Consequences of Refusing a Test

Drivers who refuse chemical testing in violation of the expressed consent law are subject to certain penalties.

License Revocation

The Colorado Division of Motor Vehicles (DMV) will generally revoke an offender’s driving privileges for refusing a chemical test. The follow revocation periods apply:

  • First refusal. One-year revocation.
  • Second refusal. Two-year revocation.
  • Third refusal. Three-year revocation.

When a driver refuses to take a chemical test, the arresting officer can immediately take the driver’s license and issue a temporary seven-day permit. A driver whose license has been revoked for refusing a chemical test is entitled to contest the revocation at an administrative hearing.

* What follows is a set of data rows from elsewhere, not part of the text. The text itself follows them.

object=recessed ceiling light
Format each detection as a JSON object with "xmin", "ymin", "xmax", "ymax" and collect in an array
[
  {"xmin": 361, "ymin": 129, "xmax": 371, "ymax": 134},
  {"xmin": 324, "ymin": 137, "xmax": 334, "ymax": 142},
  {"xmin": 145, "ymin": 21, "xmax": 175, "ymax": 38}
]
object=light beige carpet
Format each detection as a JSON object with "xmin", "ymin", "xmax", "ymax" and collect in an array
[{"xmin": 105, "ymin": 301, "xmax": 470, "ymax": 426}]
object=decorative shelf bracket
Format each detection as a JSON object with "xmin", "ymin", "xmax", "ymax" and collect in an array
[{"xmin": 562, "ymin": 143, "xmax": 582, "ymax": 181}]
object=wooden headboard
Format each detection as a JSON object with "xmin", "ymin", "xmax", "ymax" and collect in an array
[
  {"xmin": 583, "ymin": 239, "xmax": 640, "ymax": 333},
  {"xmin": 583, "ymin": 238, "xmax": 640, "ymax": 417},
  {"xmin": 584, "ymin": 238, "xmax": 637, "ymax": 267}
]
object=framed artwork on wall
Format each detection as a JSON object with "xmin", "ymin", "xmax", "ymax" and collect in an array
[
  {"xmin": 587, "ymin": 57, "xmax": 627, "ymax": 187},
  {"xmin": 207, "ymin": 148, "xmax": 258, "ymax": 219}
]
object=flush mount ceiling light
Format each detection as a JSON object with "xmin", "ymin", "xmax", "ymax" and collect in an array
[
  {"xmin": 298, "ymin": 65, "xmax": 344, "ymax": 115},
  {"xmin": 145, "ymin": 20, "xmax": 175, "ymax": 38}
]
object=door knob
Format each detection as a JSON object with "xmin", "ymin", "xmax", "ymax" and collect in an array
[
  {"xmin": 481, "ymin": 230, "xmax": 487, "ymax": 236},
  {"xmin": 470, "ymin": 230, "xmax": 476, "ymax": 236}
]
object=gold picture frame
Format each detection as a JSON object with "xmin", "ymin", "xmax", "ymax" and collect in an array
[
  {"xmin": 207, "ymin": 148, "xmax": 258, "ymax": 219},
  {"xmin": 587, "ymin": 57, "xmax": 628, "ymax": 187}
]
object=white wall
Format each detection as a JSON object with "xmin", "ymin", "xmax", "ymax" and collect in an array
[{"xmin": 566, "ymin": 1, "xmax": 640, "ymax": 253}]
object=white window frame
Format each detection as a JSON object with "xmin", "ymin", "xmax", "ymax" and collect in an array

After completing two months of a refusal revocation, the offender will be eligible for a restricted license. But before the restricted license will be issued, the driver must install an ignition interlock device and complete alcohol/drug education and a treatment program.

Refusal Can Be Used Against a Defendant in a Criminal Case

Another consequence of refusing a chemical test is that the prosecutor is allowed to present evidence of the refusal in the criminal case if the defendant is on trial for DUI or DWAI (driving while ability impaired). This rule allows prosecutors to provide the jury with an explanation for why they don’t have a chemical test showing the amount of alcohol or drugs in the driver’s system. A prosecutor might also argue the driver refused testing in an effort to conceal intoxication.

Deciding Whether to Submit to Chemical Testing

A driver can refuse to submit to chemical testing, but the penalties for refusing are generally more severe than those for failing a test. In other words, the duration of license revocations for test refusals are usually longer than the revocation for test failures.

There are also circumstances allowing police to administer a chemical test without the driver’s consent. Generally, an officer can’t physically restrain a person to obtain a sample for testing. However, if the incident involved injuries or death and the driver refused to complete a test, an officer can require a blood test without the person’s consent.